Una mamma è a processo con l’accusa di tortura e barbarie nei confronti di sua figlia, Amandina, morta a 13 anni. Al momento del decesso pesava appena 28 chili. Sandrine Pissarra, di 54 anni, è in attesa della sentenza, che arriverà venerdì 24 gennaio, e non si esclude la possibilità di una condanna all’ergastolo. Anche il compagno è imputato, e rischia 30 anni per non aver salvato la ragazzina da «morte certa». Sembra che le radici dei comportamenti violenti della donna nei confronti della figlia fossero dovuti a un profondo odio nei confronti del padre della 13enne.
Le torture sulla figlia
La 13enne sarebbe stata presa di mira dalla mamma da tempo, sin da quando era appena una bambina: non le veniva dato da mangiare, era continuamente punita e spesso rinchiusa in un ripostiglio sorvegliato da alcune telecamere, come riporta Fanpage. Sandrine Pissarra, una donna descritta dai conoscenti come arrabbiata e violenta, ex cameriera e madre di 8 figli (da 3 diverse relazioni), avrebbe trattato la ragazzina in questo modo a causa dell’odio provato nei confronti del padre, Frédéric Florès, da cui si era separata. Il caso di tortura e maltrattamenti, a processo a Montpellier, ha scosso tutta la Francia.

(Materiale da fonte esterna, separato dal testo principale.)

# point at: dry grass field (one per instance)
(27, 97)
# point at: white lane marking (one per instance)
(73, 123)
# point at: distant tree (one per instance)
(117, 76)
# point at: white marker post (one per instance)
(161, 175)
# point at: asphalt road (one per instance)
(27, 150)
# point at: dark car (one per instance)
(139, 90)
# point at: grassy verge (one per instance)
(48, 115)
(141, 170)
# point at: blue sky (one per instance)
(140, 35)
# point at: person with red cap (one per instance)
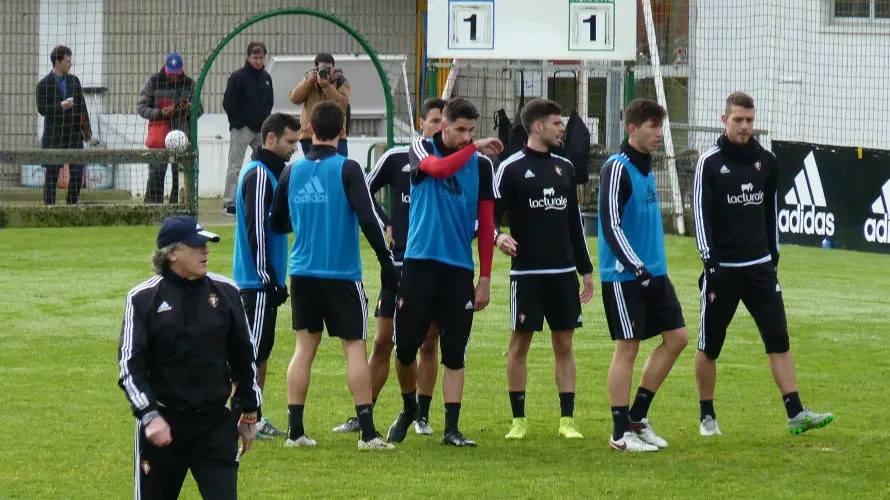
(166, 102)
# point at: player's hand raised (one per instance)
(587, 292)
(491, 146)
(482, 294)
(507, 245)
(158, 432)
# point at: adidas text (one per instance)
(876, 228)
(803, 221)
(807, 196)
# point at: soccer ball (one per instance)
(176, 141)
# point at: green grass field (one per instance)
(68, 432)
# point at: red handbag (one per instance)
(158, 129)
(157, 133)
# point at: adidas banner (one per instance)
(833, 196)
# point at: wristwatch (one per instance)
(148, 417)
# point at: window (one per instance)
(862, 9)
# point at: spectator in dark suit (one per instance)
(67, 124)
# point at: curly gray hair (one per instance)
(160, 260)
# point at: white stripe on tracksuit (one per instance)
(137, 463)
(623, 245)
(260, 218)
(701, 237)
(137, 397)
(623, 314)
(259, 316)
(361, 298)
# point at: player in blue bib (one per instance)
(259, 263)
(451, 186)
(638, 297)
(324, 200)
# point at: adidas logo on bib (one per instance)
(312, 192)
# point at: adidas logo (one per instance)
(807, 192)
(312, 192)
(876, 229)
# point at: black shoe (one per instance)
(455, 438)
(399, 429)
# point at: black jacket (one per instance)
(160, 91)
(257, 192)
(61, 128)
(734, 204)
(249, 98)
(183, 343)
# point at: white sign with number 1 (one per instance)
(471, 25)
(591, 27)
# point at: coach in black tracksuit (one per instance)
(184, 342)
(734, 209)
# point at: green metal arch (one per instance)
(384, 80)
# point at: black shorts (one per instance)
(534, 297)
(637, 312)
(758, 288)
(261, 319)
(386, 300)
(341, 306)
(432, 291)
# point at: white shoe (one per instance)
(643, 430)
(709, 427)
(375, 444)
(299, 442)
(630, 442)
(422, 426)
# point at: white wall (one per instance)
(813, 79)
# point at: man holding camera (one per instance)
(322, 83)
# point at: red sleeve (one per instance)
(442, 168)
(486, 246)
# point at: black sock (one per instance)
(792, 404)
(707, 409)
(424, 402)
(295, 421)
(365, 414)
(620, 422)
(566, 404)
(517, 402)
(452, 415)
(409, 402)
(640, 408)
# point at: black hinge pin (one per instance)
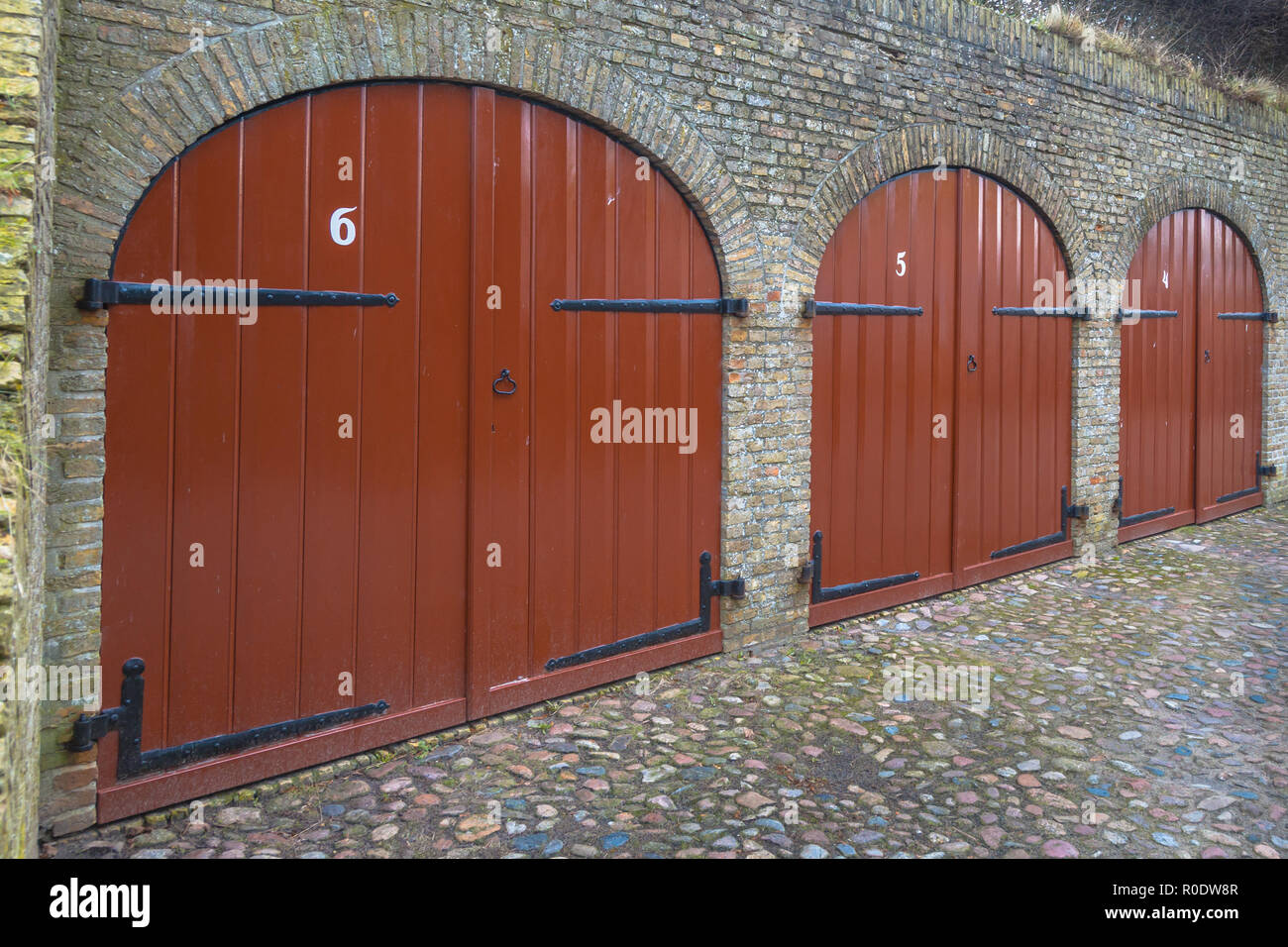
(816, 308)
(218, 295)
(724, 305)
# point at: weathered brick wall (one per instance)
(774, 120)
(27, 51)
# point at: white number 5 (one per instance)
(342, 227)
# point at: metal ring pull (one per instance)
(501, 379)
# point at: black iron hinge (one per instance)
(1137, 517)
(1144, 315)
(1067, 513)
(1250, 316)
(103, 294)
(815, 308)
(811, 575)
(724, 305)
(708, 587)
(1065, 312)
(128, 720)
(1258, 471)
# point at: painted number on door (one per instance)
(342, 227)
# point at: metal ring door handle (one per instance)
(502, 379)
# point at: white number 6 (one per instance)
(342, 227)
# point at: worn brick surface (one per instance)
(774, 120)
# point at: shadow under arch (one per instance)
(180, 102)
(915, 147)
(1189, 192)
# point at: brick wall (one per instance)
(26, 165)
(774, 121)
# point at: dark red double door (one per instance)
(941, 441)
(1190, 398)
(329, 506)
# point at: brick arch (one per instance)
(912, 147)
(175, 105)
(1181, 192)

La situazione è degenerata, in particolare, a partire dal primo lockdown, nel marzo del 2020, quando Amandina ha smesso di andare a scuola. La 13enne è morta per arresto cardiaco, ma il referto pubblicato dopo la morte sottolinea uno stato di magrezza estrema, setticemia, capelli strappati, diversi denti persi e una possibile sindrome da rialimentazione inappropriata.
La difesa della madre sosteneva che la bambina soffrisse di disturbi alimentari. La donna aveva dichiarato che il giorno prima del decesso la 13enne aveva accettato di mandare giù soltanto una zolletta di zucchero, una composta di frutta e una bevanda proteica, per poi vomitare e smettere di respirare.